Les propositions de QS, précise Amir Kadir, sont pour plusieurs catégorisées comme des options plutôt radicales. Or, si on sonde l’opinion de la majorité de la population québécoise sur les questions environnementales, on y retrouve une parentée évidente. C’est que sur ce thème, l’environnement (et pas seulement sur celui-ci en fait), la population pense à gauche, mais vote pourtant plutôt au centre. Le potentiel de mobilisation sur ces questions est donc un possible. C’est pourquoi Amir Kadir insiste sur l’importance à la fois du politique et de la mobilisation des citoyens-nes sur ces enjeux importants. Les défis sont énormes, mais la loi des nombres pourrait faire la vraie différence entre un avenir noir et un avenir vert. Il existe des solutions technologiques, mais le vrai défi concerne l’innovation sociale et politique qui s’avère nécessaire pour envisager les changements. Dans l’optique de mobiliser davantage les politiques et la population, il apparaît important de chercher à diluer ou encore à se débarrasser de l’influence et du voile opaque que déposent les lobbies sur notre compréhension individuelle et collective des problématiques. À ce chapitre une volonté politique de changement qui émerge devrait se conjuguer avec une mobilisation significative de la population. Dans l’exemple récent de la mobilisation populaire contre l’exploitation du gaz de schiste, on a pu constater que des lobbies puissants peuvent être rabroués par un mouvement de masse qui s’affirme, qui s’organise et qui résiste.

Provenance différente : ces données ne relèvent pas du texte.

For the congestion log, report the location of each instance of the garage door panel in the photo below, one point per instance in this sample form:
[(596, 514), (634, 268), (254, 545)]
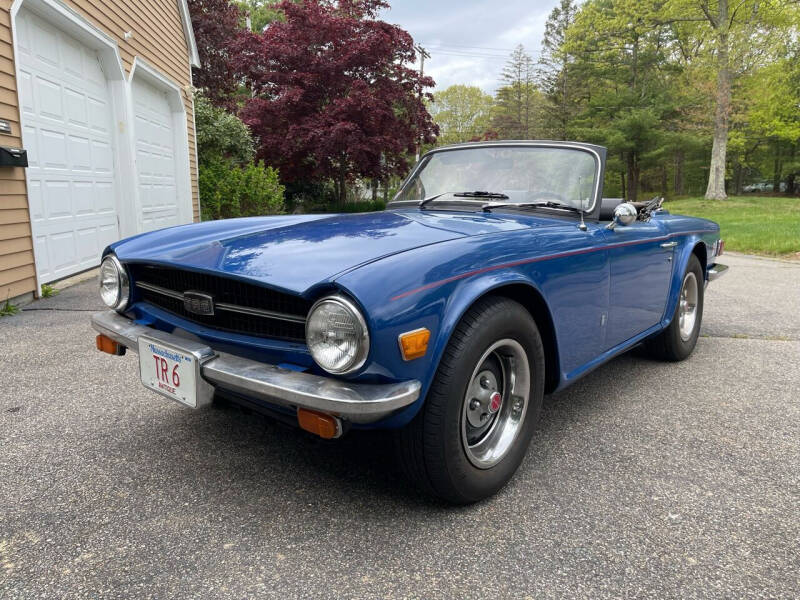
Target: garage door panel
[(104, 199), (75, 108), (62, 249), (84, 198), (102, 158), (44, 44), (67, 130), (79, 154), (48, 98), (53, 149), (26, 93), (99, 115), (31, 139), (72, 57), (155, 156), (58, 196)]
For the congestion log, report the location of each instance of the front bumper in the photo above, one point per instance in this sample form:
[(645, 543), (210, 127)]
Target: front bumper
[(716, 271), (355, 402)]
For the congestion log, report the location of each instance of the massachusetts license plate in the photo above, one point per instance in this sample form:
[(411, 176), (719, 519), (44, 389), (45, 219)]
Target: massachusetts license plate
[(169, 371)]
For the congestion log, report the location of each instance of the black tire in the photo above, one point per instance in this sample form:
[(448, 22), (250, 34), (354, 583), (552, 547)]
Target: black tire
[(669, 345), (431, 451)]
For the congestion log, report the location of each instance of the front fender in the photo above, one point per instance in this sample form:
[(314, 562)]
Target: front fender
[(439, 310)]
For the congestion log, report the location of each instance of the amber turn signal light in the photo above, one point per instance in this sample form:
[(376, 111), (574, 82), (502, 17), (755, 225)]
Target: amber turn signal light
[(109, 346), (325, 426), (414, 344)]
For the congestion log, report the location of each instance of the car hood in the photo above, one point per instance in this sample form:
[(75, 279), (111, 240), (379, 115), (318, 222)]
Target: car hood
[(295, 253)]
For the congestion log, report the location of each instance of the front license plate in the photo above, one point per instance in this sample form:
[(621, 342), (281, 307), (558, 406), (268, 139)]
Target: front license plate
[(169, 371)]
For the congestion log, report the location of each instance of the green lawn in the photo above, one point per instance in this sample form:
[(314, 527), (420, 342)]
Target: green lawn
[(755, 225)]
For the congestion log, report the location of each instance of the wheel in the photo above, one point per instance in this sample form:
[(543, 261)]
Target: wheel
[(472, 432), (678, 340)]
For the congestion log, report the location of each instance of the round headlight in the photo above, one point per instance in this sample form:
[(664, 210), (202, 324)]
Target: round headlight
[(337, 336), (114, 284)]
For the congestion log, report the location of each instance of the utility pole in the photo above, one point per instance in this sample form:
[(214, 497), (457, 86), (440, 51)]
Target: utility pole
[(423, 54)]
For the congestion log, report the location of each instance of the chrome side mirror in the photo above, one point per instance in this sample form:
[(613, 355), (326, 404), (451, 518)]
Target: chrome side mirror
[(625, 214)]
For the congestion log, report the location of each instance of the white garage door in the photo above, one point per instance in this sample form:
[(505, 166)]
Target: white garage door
[(67, 130), (155, 156)]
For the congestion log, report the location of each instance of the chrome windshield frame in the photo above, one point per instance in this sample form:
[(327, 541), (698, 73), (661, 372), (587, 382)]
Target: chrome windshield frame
[(593, 151)]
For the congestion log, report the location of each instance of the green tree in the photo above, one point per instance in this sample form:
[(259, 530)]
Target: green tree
[(230, 183), (621, 54), (555, 72), (732, 37), (462, 113), (517, 113), (221, 135)]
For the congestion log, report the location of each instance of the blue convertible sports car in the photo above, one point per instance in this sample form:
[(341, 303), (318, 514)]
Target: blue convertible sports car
[(497, 274)]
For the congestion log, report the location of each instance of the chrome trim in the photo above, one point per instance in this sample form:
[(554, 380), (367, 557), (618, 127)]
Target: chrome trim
[(257, 312), (716, 271), (356, 402), (400, 342), (360, 360), (245, 310), (124, 283), (159, 290), (506, 143)]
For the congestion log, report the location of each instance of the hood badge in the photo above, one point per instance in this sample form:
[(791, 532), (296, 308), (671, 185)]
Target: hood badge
[(198, 303)]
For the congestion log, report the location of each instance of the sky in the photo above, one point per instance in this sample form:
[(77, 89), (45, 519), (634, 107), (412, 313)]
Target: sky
[(470, 40)]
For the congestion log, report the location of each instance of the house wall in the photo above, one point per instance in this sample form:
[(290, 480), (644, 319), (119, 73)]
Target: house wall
[(157, 37)]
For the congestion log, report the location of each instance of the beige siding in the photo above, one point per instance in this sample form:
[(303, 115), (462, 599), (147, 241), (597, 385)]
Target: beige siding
[(158, 38)]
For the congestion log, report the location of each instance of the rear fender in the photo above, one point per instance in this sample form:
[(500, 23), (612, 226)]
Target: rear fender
[(691, 244)]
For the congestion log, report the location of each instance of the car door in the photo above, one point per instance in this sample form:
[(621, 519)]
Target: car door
[(640, 261)]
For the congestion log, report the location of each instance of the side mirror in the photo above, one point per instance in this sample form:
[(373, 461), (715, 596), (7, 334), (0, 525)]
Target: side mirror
[(625, 214)]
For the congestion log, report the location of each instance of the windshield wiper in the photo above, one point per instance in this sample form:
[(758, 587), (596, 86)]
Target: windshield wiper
[(488, 207), (477, 194)]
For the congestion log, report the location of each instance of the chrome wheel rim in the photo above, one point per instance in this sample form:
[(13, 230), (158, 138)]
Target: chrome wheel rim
[(687, 310), (495, 403)]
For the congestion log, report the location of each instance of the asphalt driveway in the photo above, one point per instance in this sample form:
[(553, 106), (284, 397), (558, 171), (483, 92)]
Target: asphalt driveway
[(644, 480)]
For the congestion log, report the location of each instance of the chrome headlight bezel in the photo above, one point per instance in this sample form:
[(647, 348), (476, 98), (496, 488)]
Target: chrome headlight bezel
[(122, 282), (363, 335)]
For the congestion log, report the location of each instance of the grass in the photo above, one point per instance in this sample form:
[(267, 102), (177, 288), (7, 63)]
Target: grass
[(749, 224), (7, 309), (48, 291)]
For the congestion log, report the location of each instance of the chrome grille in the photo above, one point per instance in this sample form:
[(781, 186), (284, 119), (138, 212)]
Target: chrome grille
[(239, 307)]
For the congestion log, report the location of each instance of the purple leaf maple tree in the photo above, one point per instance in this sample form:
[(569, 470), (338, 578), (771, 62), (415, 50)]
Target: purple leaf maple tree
[(334, 93)]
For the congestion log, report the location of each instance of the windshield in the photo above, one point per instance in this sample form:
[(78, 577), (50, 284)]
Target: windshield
[(526, 174)]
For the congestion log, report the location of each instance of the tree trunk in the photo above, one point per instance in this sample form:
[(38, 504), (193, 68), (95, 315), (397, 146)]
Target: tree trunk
[(778, 168), (677, 182), (738, 178), (719, 148), (632, 194), (342, 182)]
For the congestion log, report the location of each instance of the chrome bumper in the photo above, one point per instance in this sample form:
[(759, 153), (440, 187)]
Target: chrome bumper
[(355, 402), (716, 271)]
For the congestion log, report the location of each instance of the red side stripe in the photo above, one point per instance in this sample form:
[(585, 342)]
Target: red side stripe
[(528, 261)]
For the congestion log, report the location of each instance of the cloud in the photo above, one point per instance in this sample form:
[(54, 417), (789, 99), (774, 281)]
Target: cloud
[(469, 40)]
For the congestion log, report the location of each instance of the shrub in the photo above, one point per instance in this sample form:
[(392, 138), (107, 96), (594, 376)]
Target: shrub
[(227, 192)]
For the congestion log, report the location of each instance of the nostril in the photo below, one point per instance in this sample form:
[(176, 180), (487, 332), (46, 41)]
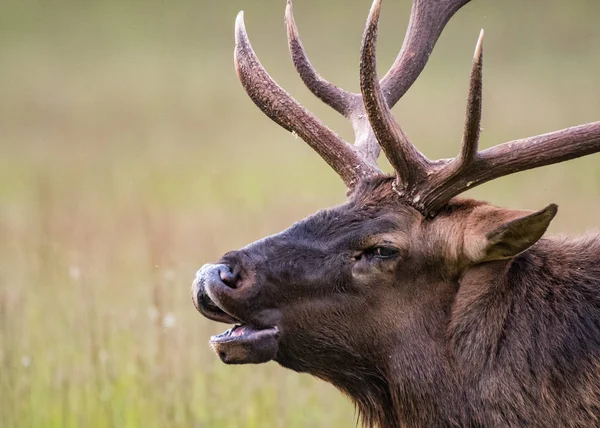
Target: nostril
[(228, 277)]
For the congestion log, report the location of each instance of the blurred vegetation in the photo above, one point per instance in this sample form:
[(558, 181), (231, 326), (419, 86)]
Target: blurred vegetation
[(130, 156)]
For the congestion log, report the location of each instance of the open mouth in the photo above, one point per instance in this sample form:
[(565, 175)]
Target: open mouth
[(245, 344)]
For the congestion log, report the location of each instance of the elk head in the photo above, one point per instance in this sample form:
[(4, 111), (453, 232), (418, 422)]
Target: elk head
[(362, 292)]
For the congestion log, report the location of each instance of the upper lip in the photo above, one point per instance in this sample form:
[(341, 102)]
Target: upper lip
[(212, 311)]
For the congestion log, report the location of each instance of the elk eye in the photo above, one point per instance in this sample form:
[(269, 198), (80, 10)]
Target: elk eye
[(383, 252)]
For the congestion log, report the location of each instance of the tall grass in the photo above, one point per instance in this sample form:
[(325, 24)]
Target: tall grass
[(129, 156)]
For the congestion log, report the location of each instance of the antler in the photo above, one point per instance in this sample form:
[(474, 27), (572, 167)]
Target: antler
[(425, 184), (276, 103), (430, 185), (427, 20)]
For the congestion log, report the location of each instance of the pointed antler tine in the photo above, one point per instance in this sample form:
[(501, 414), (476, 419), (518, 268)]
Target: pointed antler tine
[(335, 97), (410, 165), (472, 129), (282, 108)]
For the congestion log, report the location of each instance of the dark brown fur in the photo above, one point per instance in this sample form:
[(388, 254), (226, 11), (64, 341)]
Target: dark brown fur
[(436, 337)]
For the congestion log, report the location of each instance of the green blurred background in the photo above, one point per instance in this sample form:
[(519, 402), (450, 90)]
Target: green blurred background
[(130, 156)]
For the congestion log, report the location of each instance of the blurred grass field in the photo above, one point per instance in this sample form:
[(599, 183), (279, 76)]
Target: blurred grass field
[(130, 156)]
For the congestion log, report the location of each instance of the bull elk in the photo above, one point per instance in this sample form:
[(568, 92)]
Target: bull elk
[(425, 308)]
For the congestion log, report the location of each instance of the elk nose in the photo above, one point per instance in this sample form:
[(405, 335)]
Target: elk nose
[(227, 276)]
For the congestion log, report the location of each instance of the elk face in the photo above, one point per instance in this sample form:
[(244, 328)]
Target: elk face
[(306, 292), (348, 286), (341, 292)]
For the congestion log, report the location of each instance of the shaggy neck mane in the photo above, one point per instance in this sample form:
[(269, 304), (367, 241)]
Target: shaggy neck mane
[(530, 332)]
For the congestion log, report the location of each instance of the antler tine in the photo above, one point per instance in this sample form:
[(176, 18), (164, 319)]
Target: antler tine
[(472, 168), (410, 164), (282, 108), (472, 130), (337, 98), (427, 21), (346, 103)]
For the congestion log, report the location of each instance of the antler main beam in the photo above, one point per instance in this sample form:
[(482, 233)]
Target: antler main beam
[(472, 168), (276, 103), (427, 185), (427, 20)]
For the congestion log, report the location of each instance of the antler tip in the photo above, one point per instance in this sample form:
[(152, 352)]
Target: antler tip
[(239, 23), (479, 47), (289, 18), (374, 12)]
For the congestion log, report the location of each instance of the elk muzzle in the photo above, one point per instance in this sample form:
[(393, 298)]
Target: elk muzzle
[(216, 296)]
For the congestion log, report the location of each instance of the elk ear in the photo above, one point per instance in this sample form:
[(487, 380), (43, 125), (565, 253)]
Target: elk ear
[(495, 234)]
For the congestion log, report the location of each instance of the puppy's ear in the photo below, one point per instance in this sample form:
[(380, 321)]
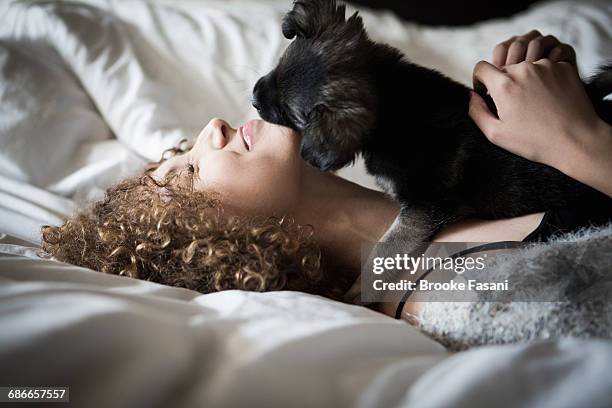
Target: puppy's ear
[(308, 18), (332, 139)]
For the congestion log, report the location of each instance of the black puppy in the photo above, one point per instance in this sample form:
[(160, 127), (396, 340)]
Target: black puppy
[(348, 95)]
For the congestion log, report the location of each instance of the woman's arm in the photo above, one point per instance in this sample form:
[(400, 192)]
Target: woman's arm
[(544, 114)]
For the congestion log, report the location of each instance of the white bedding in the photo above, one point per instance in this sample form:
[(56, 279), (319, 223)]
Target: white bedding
[(89, 91)]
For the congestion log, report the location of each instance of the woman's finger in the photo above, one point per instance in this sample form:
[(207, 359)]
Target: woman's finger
[(563, 53), (517, 52), (518, 49), (482, 116), (540, 47), (500, 52), (486, 76)]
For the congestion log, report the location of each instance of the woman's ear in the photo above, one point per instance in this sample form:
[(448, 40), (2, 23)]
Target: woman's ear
[(332, 139), (311, 17)]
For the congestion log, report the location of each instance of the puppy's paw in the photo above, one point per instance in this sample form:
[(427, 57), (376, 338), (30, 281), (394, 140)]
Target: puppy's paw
[(332, 139), (311, 17)]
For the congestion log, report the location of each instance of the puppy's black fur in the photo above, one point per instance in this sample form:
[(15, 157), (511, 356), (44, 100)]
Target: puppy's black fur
[(348, 95)]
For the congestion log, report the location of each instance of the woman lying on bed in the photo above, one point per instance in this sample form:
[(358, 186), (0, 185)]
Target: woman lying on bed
[(230, 212)]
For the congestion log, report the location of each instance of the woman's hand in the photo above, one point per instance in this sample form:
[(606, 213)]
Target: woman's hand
[(545, 115), (532, 47)]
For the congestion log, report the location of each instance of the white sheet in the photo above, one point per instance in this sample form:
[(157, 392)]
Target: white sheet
[(88, 91)]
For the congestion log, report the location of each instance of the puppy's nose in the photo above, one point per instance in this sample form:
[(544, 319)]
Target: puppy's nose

Le panéliste a conclu sur cette question : Si « la démocratie fonctionne au bruit »(Amir citant Agnès Maltais), alors quel serait le meilleur moyen, au delà des manifestations, de causer du bruit, de provoquer le bruit nécessaire pour susciter le virage énergétique dont le Québec a besoin ?
En conclusion, les questions et interventions des personnes dans la salle ont contribué à faire progresser la réflexion sur ce thème, mais en bout de ligne le débat n’aura pas permis de dégager une vision stratégique assez claire pour nous permettre de se mobiliser, du moins certainement pas à la mesure des défis et des enjeux que nous posent ces problématiques. Malgré les failles bien identifiées dans les blocages, pourtant de véritables forteresses qui se dressent devant nous, et malgré les ouvertures déjà opérées dans ces murailles, malgré les luttes qui nous ont permis de les faire vaciller ou même s’écrouler, les défis exposés demeurent impressionnants et il en émane toujours une impression d’avoir à gravir une dune de sable sans fin. Les avancées exigent et exigeront beaucoup d’efforts, et ces derniers semblent aujourd’hui un peu beaucoup éparpillés, alors que le temps nous presse. À quand la mobilisation générale autour de la construction d’un escalier ?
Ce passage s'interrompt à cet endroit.